Here’s a list of 11 riddles that will get you and your kids thinking.
1. Dinner ideas?
I’m always on the dinner table, but you don’t get to eat me. What am I?
This riddle will get you all kinds of kid-perspective answers. Let their imaginations go wild along with the laughter.
Answer: Plates and silverware.
2. Another parrot?
What’s bright orange with green on top and sounds like a parrot?
“Sounds like a parrot” is the tricky part of this riddle.
3. Kids need their listening ears for this one.
There’s a one-story house where everything is yellow. the walls are yellow. The doors are yellow. Even all the furniture is yellow The house has yellow beds and yellow couches. What color are the stairs?

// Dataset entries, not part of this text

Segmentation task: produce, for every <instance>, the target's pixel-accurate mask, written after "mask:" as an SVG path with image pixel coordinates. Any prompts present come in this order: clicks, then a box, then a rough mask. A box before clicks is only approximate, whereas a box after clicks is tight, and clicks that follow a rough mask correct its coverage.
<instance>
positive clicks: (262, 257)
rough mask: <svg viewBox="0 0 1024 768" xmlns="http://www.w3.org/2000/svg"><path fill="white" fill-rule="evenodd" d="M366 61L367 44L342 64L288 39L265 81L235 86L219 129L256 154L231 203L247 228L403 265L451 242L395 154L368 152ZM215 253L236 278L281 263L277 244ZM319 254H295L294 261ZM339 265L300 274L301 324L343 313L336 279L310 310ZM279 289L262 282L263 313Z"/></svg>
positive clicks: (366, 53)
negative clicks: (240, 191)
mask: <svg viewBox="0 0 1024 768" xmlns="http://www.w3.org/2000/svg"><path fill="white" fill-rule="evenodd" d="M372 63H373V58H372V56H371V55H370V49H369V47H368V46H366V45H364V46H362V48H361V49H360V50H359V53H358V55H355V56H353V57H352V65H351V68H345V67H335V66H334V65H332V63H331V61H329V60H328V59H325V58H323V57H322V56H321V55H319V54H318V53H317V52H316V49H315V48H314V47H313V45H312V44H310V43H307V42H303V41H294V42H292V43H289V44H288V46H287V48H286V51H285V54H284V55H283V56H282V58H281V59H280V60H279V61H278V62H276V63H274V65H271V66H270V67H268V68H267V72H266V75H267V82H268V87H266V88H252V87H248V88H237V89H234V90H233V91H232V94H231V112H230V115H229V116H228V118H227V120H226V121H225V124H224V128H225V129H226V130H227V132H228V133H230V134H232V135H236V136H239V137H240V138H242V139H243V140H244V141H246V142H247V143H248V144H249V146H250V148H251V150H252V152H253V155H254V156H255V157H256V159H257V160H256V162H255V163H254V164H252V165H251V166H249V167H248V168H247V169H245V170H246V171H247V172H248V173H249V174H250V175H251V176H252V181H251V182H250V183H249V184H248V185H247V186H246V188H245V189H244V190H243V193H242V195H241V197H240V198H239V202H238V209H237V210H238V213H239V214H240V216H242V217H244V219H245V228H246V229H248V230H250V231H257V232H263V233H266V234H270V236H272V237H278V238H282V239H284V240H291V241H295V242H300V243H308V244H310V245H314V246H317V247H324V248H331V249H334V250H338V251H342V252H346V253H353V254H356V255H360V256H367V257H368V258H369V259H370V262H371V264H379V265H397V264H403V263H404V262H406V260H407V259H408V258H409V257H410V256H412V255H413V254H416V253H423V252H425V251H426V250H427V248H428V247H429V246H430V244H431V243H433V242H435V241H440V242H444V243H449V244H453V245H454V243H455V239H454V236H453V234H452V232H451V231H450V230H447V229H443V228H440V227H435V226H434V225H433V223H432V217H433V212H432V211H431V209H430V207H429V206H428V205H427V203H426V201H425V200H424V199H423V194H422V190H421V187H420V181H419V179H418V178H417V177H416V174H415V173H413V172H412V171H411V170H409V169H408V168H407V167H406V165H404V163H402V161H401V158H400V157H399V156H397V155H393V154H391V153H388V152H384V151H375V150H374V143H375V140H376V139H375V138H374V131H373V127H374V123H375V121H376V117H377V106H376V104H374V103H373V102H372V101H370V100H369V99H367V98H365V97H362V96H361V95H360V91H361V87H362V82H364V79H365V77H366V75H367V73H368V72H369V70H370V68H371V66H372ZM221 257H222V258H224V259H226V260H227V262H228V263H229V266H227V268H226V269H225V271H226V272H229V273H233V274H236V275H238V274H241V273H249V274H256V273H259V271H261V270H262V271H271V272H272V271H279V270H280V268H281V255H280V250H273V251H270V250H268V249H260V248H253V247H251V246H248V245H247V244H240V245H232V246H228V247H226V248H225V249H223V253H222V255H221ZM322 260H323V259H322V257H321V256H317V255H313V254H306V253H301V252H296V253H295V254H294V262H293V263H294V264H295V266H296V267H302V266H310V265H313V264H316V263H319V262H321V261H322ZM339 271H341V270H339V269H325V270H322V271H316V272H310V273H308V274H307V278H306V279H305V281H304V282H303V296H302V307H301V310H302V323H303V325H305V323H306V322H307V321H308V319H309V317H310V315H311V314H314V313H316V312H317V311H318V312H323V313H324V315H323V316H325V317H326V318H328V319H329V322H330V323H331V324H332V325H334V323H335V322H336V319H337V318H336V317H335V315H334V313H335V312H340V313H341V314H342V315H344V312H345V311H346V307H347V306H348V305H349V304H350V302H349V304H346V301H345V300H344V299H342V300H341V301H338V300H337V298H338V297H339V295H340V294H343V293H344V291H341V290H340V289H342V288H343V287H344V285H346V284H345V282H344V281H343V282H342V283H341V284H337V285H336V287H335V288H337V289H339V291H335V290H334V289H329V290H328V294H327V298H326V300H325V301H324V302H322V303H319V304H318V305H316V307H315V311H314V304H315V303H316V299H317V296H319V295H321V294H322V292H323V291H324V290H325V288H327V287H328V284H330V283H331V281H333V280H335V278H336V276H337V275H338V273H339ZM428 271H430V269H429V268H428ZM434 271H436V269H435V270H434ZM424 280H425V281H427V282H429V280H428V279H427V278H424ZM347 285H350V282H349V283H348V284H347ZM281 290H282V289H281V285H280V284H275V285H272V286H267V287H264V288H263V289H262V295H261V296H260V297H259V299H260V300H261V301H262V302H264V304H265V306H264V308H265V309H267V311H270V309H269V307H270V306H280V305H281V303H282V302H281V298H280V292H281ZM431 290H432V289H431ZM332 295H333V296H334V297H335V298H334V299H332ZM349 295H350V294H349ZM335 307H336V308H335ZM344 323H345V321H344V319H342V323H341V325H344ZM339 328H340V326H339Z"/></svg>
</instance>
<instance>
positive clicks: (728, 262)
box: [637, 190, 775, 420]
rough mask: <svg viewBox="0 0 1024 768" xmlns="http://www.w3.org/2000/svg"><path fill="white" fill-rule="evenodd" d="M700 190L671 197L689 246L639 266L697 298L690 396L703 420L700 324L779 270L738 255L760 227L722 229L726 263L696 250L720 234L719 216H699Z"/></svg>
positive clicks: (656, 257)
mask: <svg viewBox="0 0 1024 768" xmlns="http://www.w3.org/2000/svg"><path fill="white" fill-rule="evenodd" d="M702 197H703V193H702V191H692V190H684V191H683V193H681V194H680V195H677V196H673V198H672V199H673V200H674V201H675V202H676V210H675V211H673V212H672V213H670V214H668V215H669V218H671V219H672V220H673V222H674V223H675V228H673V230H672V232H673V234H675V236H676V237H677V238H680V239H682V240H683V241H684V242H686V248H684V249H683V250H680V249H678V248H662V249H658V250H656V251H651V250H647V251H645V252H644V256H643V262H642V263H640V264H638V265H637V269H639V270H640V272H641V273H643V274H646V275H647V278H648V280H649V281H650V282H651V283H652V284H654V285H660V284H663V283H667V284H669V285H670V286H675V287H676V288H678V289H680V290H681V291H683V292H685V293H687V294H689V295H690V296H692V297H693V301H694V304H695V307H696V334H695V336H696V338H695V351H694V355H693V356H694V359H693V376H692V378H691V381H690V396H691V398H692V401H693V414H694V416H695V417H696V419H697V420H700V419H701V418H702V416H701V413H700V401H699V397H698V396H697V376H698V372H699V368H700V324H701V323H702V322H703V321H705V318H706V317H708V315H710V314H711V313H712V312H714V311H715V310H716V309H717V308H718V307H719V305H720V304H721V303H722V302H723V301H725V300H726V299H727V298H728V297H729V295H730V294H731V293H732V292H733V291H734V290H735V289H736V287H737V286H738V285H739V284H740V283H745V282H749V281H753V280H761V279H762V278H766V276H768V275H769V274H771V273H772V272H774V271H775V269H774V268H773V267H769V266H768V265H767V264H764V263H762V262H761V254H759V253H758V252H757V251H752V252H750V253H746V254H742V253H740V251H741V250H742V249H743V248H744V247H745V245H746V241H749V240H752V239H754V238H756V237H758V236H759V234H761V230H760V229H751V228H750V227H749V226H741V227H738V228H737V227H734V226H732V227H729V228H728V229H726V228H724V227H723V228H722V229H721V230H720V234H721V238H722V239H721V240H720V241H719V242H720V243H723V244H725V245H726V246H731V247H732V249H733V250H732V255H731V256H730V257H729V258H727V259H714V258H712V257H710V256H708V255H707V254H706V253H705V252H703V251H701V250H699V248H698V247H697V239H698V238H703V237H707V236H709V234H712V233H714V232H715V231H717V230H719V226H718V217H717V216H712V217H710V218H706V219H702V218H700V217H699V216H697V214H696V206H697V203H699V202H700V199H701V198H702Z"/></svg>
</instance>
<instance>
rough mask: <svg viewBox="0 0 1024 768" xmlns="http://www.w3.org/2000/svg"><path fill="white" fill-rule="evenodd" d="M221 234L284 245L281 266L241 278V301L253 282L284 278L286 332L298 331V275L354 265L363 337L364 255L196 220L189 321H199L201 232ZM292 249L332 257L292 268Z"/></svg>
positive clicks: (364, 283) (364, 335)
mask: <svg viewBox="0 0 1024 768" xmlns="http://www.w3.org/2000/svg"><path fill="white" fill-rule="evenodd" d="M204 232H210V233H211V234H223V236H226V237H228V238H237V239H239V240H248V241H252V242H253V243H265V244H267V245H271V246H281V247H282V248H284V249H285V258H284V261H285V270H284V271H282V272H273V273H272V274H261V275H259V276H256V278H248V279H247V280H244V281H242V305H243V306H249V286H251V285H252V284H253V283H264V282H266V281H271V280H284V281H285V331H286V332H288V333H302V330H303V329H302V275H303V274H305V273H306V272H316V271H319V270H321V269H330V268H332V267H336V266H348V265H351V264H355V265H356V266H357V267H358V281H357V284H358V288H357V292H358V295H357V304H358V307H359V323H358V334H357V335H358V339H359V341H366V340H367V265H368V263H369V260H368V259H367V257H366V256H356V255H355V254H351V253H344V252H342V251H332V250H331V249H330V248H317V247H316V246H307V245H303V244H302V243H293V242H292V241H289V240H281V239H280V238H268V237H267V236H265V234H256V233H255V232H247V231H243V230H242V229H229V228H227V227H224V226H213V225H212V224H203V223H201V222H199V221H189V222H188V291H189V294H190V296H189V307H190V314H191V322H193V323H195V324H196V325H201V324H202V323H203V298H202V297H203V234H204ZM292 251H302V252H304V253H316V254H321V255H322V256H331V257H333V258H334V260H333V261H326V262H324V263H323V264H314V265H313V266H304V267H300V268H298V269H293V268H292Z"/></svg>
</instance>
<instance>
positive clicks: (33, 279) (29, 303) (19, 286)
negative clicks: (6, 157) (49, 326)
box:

The trick is in the details.
Answer: There aren’t any stairs because it’s a one-story house.
4. A sticky situation.
What’s really easy to get into, and hard to get out of?
This one involves a play on words that kids will really find funny and relatable.
5. Easy as soup.
What word contains 26 letters, but only has three syllables?
Give kids a minute or two for them to throw out every long word they know.
Answer: The alphabet.
6. Talk it through.
What can you hear, but not see or touch, even though you control it?
This one requires a different way of thinking about language.
Answer: Your voice.
7. No one gets hurt in the riddle game.
A girl fell of a 20-foot ladder. She wasn’t hurt. Why?
Nothing scary about this riddle, but talk your kid through solving it.
Answer: She fell off the bottom rung.
8. Can you dig for the answer?
What has lots of eyes, but can’t see?
This one will get your kids thinking about eyes and where they might find them.
9. A riddle for bright, sunny days.
I am often following you and copying your every move. Yet you can never touch me or catch me. What am I?
Take this one outside.
Answer: A shadow.
10. Details, details.
Grandpa went out for a walk and it started to rain. He didn’t bring an umbrella or a hat. His clothes got soaked, but not a hair on his head was wet. How is this possible?
Another story riddle that requires logical, but outside-of-the-box thinking.
Answer: Grandpa was bald.
11. Time for problem solving.
What has hands, but can’t clap?
Teach your kids about words having multiple meanings with this one.
Answer: A clock.
The great thing about these riddles is that they’re challenging enough to get kids thinking, but they’re also easy enough for them to understand. Plus, kids start to realize the nuances of language and the importance of listening to all the information provided.
Meaning they can have some fun while learning (gasp!) something.